Prior solutions for securely handling SQL range predicates in outsourced cloud-resident databases have primarily focused on passive attacks in the Honest-but-Curious adversarial model, where the server is only permitted to observe the encrypted query processing. We consider here a significantly more powerful adversary, wherein the server can launch an active attack by clandestinely issuing specific range queries via collusion with a few compromised clients. The security requirement in this environment is that data values from a plaintext domain of size N should not be leaked to within an interval of size \(H\). Unfortunately, all prior encryption schemes for range predicate evaluation are easily breached with only \(O(log_2\psi )\) range queries, where \(\psi = N/H\). To address this lacuna, we present SPLIT, a new encryption scheme where the adversary requires exponentially more\(\mathbf{O}(\psi )\) – range queries to breach the interval constraint, and can therefore be easily detected by standard auditing mechanisms.
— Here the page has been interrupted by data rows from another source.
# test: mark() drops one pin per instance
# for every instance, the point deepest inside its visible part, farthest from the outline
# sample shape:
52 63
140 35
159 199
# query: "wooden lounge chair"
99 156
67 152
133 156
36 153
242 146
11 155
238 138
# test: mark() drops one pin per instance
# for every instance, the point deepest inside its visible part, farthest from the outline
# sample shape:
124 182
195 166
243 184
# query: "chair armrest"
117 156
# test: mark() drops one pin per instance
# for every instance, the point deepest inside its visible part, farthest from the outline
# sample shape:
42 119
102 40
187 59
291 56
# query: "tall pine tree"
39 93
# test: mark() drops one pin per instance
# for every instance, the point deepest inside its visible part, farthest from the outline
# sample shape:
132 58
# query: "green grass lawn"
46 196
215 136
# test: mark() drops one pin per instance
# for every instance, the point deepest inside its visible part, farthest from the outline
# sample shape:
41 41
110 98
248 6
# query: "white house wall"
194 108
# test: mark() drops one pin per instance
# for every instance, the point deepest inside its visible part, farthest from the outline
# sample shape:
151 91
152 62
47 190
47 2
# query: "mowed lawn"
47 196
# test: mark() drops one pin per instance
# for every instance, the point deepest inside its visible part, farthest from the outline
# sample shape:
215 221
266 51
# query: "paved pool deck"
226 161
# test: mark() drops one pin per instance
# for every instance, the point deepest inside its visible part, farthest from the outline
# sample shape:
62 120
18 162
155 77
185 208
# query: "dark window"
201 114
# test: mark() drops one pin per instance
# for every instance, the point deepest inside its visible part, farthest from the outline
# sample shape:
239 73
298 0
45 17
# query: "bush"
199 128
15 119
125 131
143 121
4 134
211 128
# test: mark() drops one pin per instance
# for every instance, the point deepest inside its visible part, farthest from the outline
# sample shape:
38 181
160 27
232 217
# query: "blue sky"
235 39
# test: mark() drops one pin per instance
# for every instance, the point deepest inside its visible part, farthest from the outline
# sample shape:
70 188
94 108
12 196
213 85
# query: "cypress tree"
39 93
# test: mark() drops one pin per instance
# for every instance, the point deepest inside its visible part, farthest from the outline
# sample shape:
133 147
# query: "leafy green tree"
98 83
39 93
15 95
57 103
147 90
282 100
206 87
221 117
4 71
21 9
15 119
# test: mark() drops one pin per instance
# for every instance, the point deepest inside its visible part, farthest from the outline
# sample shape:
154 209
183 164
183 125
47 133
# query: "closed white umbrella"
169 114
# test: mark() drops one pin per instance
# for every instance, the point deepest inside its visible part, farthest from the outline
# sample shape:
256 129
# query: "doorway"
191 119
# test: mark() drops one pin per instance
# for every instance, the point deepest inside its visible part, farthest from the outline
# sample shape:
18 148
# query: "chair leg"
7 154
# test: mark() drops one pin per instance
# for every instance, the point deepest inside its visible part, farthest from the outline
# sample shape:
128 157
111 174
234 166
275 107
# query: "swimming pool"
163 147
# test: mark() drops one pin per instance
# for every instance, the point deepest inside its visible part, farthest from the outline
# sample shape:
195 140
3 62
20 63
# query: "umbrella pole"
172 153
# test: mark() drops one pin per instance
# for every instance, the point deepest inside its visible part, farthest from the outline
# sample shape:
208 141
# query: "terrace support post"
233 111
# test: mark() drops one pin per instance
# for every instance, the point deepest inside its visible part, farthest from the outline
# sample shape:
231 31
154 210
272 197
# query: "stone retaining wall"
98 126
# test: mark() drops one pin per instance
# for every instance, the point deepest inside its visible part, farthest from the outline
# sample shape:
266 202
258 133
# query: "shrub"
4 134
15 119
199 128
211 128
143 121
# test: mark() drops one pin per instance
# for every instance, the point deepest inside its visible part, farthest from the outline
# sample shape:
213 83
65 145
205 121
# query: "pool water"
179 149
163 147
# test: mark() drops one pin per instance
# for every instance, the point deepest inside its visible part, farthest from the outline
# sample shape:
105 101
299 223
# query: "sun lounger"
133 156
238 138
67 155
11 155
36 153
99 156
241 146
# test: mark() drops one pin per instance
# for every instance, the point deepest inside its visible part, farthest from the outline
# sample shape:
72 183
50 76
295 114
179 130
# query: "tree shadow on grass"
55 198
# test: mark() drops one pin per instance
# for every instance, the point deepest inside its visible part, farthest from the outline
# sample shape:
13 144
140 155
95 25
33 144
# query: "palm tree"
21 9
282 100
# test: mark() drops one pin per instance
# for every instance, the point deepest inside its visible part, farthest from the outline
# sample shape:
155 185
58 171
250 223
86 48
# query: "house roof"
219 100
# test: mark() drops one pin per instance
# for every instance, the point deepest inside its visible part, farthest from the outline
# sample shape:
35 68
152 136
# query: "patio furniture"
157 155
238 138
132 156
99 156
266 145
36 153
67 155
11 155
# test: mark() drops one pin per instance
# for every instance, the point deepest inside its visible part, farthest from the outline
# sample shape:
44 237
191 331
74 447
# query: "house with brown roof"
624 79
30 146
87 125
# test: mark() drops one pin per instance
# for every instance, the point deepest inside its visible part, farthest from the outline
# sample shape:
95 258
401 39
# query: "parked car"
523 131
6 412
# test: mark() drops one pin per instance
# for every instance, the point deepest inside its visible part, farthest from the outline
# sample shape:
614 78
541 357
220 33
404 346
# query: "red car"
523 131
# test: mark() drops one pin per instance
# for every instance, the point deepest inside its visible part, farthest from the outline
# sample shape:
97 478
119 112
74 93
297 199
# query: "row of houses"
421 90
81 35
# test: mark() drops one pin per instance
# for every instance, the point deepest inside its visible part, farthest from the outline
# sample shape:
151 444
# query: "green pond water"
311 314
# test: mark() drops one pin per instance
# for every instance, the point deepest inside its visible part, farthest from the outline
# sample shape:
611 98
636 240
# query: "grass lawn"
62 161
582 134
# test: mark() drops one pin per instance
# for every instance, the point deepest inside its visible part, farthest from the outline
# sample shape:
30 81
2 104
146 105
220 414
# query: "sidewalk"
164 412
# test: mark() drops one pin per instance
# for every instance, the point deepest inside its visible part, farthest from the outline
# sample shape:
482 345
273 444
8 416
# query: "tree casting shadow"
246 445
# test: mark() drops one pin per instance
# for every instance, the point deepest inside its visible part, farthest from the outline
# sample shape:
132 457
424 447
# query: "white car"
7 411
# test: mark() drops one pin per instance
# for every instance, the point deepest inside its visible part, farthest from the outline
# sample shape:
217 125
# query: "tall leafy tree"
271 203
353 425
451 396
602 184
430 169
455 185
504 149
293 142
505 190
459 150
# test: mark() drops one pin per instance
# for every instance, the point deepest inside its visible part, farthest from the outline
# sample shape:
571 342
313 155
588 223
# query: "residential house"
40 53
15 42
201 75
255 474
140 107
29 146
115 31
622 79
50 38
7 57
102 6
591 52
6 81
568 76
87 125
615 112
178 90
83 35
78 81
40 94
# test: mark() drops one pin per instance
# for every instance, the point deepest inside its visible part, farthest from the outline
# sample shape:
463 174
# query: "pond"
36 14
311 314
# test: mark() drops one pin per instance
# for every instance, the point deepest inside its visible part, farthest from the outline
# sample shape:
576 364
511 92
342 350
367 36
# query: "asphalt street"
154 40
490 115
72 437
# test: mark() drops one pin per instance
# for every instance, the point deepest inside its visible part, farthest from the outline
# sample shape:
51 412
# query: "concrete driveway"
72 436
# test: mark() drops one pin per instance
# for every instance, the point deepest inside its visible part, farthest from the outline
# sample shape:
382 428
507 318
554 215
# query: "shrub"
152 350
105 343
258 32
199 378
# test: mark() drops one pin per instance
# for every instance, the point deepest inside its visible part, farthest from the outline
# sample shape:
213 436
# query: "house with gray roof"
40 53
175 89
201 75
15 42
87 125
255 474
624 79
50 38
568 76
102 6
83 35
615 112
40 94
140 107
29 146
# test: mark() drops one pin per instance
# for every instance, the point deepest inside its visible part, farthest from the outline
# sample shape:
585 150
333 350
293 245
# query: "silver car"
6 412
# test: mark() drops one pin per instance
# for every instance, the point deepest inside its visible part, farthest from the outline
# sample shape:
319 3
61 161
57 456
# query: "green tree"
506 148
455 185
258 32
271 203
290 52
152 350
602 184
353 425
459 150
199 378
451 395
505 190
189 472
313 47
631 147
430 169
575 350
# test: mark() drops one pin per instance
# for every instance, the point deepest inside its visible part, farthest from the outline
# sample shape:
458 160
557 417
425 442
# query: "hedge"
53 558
The novel aspect of SPLIT is that each value appearing in a range-sensitive column is first segmented into two parts. These segmented parts are then independently encrypted using a layered composition of a Secure Block Cipher with the Order-Preserving Encryption and Prefix-Preserving Encryption schemes, and the resulting ciphertexts are stored in separate tables. At query processing time, range predicates are rewritten into an equivalent set of table-specific sub-range predicates, and the disjoint union of their results forms the query answer. A detailed evaluation of SPLIT on benchmark database queries indicates that its execution times are well within a factor of two of the corresponding plaintext times, testifying to its efficiency in resisting active adversaries.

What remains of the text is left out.